Между тем не на шутку разыгрался аппетит, так что молодой человек то и дело бросал алчные взгляды на плетеную корзинку.

– Странный он, право, этот священник, – как бы невзначай обронил Марк, глядя, как паруса наполняются свежим ветром.

– О да. Унылая чета; нельзя же так хандрить, ежели уж ты на отдыхе. Как тебе кажется, это ведь какие-нибудь приезжие?

Марк прокручивал в уме эту и другие версии, когда наконец заметил, как Оливер искоса поглядывает на корзинку. Капитан смягчился; так что путешественники причалили к берегу, встали на якорь и вытащили снедь на свет Божий.

– Повезло нам, что это не наш почтенный викарий.
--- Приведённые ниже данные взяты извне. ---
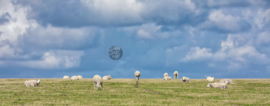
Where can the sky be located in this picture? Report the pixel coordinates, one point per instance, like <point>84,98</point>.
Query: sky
<point>197,38</point>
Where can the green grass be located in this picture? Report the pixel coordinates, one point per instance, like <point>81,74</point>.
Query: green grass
<point>155,92</point>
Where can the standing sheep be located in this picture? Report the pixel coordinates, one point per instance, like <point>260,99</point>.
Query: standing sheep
<point>217,85</point>
<point>167,78</point>
<point>165,75</point>
<point>74,78</point>
<point>107,77</point>
<point>228,81</point>
<point>80,77</point>
<point>185,79</point>
<point>97,80</point>
<point>175,74</point>
<point>137,75</point>
<point>66,77</point>
<point>210,79</point>
<point>32,83</point>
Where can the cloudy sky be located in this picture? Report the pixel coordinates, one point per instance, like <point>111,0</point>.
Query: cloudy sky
<point>198,38</point>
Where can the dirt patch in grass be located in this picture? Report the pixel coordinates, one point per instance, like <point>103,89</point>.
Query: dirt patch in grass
<point>152,91</point>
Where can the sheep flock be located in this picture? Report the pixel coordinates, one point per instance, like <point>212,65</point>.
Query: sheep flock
<point>98,80</point>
А то на меня он реагирует несколько болезненно. – Марк отхлебнул кофе, однако, прежде чем приступить к сандвичу, извлек из него половину содержимого и бросил лохматому песику.

– Это еще почему?

– Да он считает, я ему мало внимания уделяю. Ну, то есть не его преподобию лично, сам понимаешь, а приходу. Я ведь не только хозяин Далройда, но и держатель бенефиция Шильстон-Апкота, и член приходского самоуправления, и благотворитель, пополняющий приходскую казну, точно так же, как испокон веков поступали мои благородные и славные предки. Да, Нолл, мы здесь и впрямь холим и лелеем своих духовных пастырей. А чего ради? Да ради одной-единственной исключительной привилегии: чтобы каждое воскресное утро тебя призывали к ответу и сурово отчитывали за неподобающий образ мыслей, а потом наставляли, как смиренно молить о прощении самозваного «любящего» Бога. Так вот, скажу я тебе, что по большей части все это – сущая ахинея! Черт побери все эти моления да доктрины! Если доверчивые олухи в здешнем приходе принимают этот вздор за чистую монету, так милости просим – вот только пусть тогда сами радеют о своем священнике и его нуждах, а людей здравомыслящих от этого всего избавят!

– Похоже, во взглядах своих ты весьма тверд.

– И взгляды эти вполне рациональны; голос здравого смысла – вот что они такое; любой разумный человек это поймет. Дивлюсь я, что ты со мной не согласен.

Оливер нахмурился. Еще со времен Солтхеда он подозревал о диссидентских настроениях своего друга, но то, что он услышал, не лезло ни в какие ворота!

– Полагаю, не кто иной, как ты, в качестве держателя бенефиция рекомендовал мистера Скаттергуда на должность. Стало быть, твое доброе о нем мнение несколько переменилось.